Amerykańskie fundusze powiernicze w coraz większym wymiarze korzystają z internetu – wynika z badania przeprowadzonego przez American Century Adoption Study. Słabną obawy o zagrożenia bezpieczeństwa i prywatności pojawiające związane z wykorzystaniem globalnej sieci. Zaledwie 26% badanych przyznaje się do obaw związanych z bezpieczeństwem, podczas gdy jeszcze w 2000 r. takich osób było jeszcze 39%, a cztery lata temu aż 74%.
Również niezawodność działania nie jest już problemem dla Amerykanów – ten problem wskazało zaledwie 4% badanych. Prawie jedna czwarta badanych (23%) wykorzystuje internet do zawierania transakcji związanych z zakupem oraz sprzedażą akcji i jednostek uczestnictwa w funduszach zbiorowych.

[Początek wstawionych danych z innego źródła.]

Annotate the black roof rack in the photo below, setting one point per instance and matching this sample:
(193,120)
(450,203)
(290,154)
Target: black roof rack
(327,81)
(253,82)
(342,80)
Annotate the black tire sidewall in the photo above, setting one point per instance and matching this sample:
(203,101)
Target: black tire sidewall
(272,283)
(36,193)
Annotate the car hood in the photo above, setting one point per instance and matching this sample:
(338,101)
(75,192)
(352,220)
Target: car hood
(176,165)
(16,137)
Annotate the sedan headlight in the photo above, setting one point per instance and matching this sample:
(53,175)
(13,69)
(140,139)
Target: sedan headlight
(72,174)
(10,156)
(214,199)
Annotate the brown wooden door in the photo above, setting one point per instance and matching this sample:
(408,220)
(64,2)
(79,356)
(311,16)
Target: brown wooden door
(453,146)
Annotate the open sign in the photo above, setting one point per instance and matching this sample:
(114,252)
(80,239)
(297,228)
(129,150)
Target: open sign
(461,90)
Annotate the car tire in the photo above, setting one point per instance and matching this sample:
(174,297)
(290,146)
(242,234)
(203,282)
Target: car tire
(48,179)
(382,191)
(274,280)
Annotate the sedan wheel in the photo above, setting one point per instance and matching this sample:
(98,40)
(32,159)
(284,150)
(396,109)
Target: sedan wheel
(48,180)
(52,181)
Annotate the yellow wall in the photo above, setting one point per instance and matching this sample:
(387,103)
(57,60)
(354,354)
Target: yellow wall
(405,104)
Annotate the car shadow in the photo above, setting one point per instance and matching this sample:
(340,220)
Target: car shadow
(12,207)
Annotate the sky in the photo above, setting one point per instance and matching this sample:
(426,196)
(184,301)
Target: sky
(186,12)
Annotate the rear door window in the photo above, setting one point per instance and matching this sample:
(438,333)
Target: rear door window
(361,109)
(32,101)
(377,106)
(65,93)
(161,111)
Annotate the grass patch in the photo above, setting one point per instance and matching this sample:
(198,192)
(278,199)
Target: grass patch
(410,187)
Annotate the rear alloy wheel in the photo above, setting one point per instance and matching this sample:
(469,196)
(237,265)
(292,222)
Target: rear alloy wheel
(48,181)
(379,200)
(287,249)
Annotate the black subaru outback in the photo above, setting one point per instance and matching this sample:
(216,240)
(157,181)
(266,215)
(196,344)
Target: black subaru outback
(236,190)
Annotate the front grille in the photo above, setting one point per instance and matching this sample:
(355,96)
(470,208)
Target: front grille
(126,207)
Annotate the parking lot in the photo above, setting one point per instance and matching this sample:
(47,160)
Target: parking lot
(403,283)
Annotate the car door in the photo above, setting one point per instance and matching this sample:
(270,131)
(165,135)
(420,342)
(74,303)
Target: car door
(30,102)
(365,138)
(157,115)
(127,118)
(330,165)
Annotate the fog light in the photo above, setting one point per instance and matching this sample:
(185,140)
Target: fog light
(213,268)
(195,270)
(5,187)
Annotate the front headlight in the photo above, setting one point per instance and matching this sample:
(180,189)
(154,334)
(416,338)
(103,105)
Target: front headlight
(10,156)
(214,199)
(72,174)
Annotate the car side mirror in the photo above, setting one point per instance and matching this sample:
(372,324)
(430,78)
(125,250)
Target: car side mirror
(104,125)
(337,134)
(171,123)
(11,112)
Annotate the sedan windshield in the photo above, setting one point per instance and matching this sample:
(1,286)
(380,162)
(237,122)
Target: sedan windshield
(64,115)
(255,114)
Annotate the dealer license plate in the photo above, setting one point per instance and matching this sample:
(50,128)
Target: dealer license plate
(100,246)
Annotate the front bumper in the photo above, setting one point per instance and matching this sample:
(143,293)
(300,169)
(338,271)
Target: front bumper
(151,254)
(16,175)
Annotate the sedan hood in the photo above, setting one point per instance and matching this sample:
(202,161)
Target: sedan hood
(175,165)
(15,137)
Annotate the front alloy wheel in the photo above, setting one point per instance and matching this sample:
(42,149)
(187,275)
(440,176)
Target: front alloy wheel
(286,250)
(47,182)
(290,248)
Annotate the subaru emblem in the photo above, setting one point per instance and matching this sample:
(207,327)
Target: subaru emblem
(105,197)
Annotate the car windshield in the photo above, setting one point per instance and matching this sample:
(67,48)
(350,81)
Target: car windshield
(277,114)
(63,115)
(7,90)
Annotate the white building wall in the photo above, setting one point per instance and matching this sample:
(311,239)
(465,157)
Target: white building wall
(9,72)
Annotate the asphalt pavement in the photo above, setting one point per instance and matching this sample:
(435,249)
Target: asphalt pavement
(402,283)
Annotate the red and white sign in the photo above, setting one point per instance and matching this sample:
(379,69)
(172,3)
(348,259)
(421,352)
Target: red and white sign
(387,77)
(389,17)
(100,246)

Prawie połowa respondentów odwiedzała strony internetowe funduszy powierniczych. Robiono tak przede wszystkim z trzech powodów:
- aby sprawdzić stan konta (41%),
- sprawdzić wartość jednostek uczestnictwa (38%),
- znaleźć dane zawarte w prospekcie informacyjnym funduszu (29%).
Inwestujący w fundusze zbiorowe postrzegają internet jako pożyteczne narzędzie. Prawie trzy czwarte osób korzystających z usług funduszy wykorzystywało w 2001 r. strony internetowe do dokonywania różnego rodzaju zakupów. Aż 71% korzystających z usług funduszy powierniczych posiada dostęp do internetu.